Closed TommoAsh closed 5 years ago
@TommoAsh I think you may be using an old repo, as some of your hyperparameters are out of date (nms_thres
for example). This is what I see when I test on GCP (see https://docs.ultralytics.com/yolov5/environments/google_cloud_quickstart_tutorial/). The results look similar to yours, though our repo mAP is now well aligned to the pycocotools mAP. This must be an issue with -tiny
inference, we'll look into it, thanks for the heads up!
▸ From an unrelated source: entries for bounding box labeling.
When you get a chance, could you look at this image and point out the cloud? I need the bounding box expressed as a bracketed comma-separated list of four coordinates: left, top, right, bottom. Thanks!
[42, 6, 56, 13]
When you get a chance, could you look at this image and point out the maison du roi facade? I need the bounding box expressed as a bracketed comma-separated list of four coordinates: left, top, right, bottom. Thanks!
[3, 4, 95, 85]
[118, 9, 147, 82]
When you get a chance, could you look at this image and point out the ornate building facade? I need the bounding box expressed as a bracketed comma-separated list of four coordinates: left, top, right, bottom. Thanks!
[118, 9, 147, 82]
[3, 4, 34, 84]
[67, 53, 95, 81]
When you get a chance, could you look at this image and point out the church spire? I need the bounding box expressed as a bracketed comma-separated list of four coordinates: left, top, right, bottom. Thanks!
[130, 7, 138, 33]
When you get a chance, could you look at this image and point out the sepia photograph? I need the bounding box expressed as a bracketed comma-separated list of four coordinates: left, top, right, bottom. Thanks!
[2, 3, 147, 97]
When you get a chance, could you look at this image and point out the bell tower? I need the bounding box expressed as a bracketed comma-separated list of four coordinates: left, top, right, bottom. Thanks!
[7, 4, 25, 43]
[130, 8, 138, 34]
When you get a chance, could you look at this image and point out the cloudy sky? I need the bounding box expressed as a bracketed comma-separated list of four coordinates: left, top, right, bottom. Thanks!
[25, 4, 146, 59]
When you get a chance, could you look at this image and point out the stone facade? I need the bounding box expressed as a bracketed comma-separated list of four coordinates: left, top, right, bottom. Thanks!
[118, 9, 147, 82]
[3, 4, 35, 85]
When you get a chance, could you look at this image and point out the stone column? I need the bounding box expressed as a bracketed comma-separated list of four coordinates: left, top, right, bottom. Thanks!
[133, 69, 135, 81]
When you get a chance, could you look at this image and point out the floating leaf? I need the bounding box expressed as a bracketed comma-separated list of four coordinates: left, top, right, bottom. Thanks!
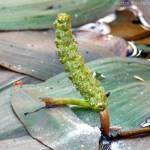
[9, 58, 150, 149]
[0, 0, 119, 30]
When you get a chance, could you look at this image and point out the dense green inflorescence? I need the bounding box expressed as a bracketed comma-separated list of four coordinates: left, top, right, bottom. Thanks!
[54, 13, 107, 110]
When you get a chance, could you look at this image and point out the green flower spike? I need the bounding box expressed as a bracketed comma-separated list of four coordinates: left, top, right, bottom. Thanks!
[51, 13, 107, 110]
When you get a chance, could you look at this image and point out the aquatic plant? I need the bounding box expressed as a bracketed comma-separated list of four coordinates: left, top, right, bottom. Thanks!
[54, 13, 107, 110]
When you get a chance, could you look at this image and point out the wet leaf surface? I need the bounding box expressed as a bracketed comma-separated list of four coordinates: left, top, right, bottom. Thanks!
[9, 58, 150, 150]
[0, 0, 119, 30]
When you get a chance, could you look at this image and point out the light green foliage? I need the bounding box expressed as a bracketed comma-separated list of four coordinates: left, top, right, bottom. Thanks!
[54, 13, 107, 110]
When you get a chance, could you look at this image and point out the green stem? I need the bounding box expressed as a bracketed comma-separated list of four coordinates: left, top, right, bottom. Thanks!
[54, 13, 107, 110]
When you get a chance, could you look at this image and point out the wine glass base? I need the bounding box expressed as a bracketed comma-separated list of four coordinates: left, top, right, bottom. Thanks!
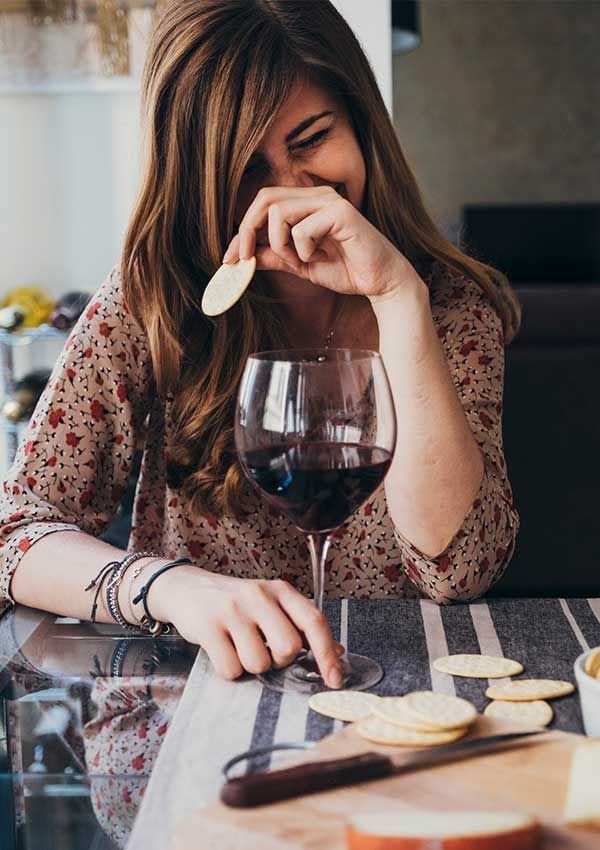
[257, 652, 383, 695]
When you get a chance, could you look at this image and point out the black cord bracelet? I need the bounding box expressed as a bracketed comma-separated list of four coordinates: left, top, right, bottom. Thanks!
[132, 558, 192, 635]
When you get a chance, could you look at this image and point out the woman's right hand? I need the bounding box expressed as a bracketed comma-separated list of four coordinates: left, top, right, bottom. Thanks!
[147, 565, 344, 688]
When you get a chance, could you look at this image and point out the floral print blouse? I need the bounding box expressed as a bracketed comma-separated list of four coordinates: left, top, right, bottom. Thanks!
[0, 263, 519, 613]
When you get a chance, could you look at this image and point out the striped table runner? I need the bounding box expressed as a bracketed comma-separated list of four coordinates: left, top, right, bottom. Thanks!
[128, 599, 600, 850]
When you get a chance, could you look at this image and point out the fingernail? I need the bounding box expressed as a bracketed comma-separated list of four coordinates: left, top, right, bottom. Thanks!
[327, 667, 342, 688]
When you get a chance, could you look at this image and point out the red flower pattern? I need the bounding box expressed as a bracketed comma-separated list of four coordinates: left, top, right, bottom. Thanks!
[0, 262, 519, 613]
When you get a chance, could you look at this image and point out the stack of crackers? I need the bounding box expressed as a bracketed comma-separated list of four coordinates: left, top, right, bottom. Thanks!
[308, 653, 576, 747]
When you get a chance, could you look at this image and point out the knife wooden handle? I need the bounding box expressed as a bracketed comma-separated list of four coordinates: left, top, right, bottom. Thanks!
[221, 753, 394, 808]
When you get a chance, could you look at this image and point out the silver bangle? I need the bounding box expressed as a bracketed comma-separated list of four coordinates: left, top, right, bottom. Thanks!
[106, 552, 159, 629]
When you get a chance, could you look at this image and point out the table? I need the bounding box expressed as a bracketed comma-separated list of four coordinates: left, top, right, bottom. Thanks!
[0, 599, 600, 850]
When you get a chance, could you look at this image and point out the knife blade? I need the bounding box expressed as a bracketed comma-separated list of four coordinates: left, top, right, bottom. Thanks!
[221, 729, 546, 808]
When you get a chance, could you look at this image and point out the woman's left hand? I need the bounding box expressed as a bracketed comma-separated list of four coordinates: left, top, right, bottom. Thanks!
[223, 186, 416, 298]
python test.py --weights weights/yolov3-tiny.weights --cfg cfg/yolov3-tiny.cfg --save-json
Namespace(batch_size=32, cfg='cfg/yolov3-tiny.cfg', conf_thres=0.001, data_cfg='data/coco.data', img_size=416, iou_thres=0.5, nms_thres=0.5, save_json=True, weights='weights/yolov3-tiny.weights')
Using cuda _CudaDeviceProperties(name='Tesla V100-SXM2-16GB', major=7, minor=0, total_memory=16130MB, multi_processor_count=80)
Image Total P R mAP
Calculating mAP: 100%|█████████████████████████████████| 157/157 [11:00<00:00, 3.43s/it]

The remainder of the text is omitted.